Gen opened her mouth as wide as she could and yanked the fabric down. It caught on her lower teeth. She grabbed at it near the back of her neck and jerked. The binding loosened just enough that she pulled it to her neck and rolled onto her knees. As she had some hundred times as a self-tortured teen, she shoved three fingers into the back of her throat and emptied the contents of her stomach without a sound.
Never had she thought that terrible habit would prove helpful.
She shivered head to toe for several minutes, her body revolting against the day’s events. Things like this didn’t happen. Only she knew that wasn’t true. They happened all the time.
When her body stopped convulsing, she pushed herself to the far side of the closet and shoved onto her bottom. Gen pulled her feet close and started working on the ankle bindings. If she hadn’t fought so wildly to free herself from them in the trunk, the knot wouldn’t be so stubborn. It took too long.
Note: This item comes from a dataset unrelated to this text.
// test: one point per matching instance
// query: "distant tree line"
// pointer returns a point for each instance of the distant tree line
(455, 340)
She took too long. Panic threatened to consume her whole. Owen’s smug mug showed up in her mind’s eye, erasing Perry. Owen’s gaze was kind, warm, and loving.
Slowly, the chill fled. She focused on the feel of the rope, the intricate loops, and slowly fed one back through the first knot. Then another. Then another. Then she was finally free … ish.
Gen rubbed at the bruised skin, ushering blood flow back into her extremities until it returned. She eased to the closet door and pressed her ear to the cold wood. The confusing sounds of dinner prep filtered through the solid material. She pushed up onto her hands and knees and slowly stood for the first time in hours. How many, she didn’t know. Five? Seven?
She pressed her hand to the door, held her breath, and—
A chime sounded through the door, coming from deep in the house.
Her hand jerked from the door, and she clambered back into the corner. The tempo of her heartbeat pitched toward the heavens. It rattled in her chest. Her hands shook. Had he rigged an alarm since he’d been back? It hadn’t gone off the last time she fled the prison.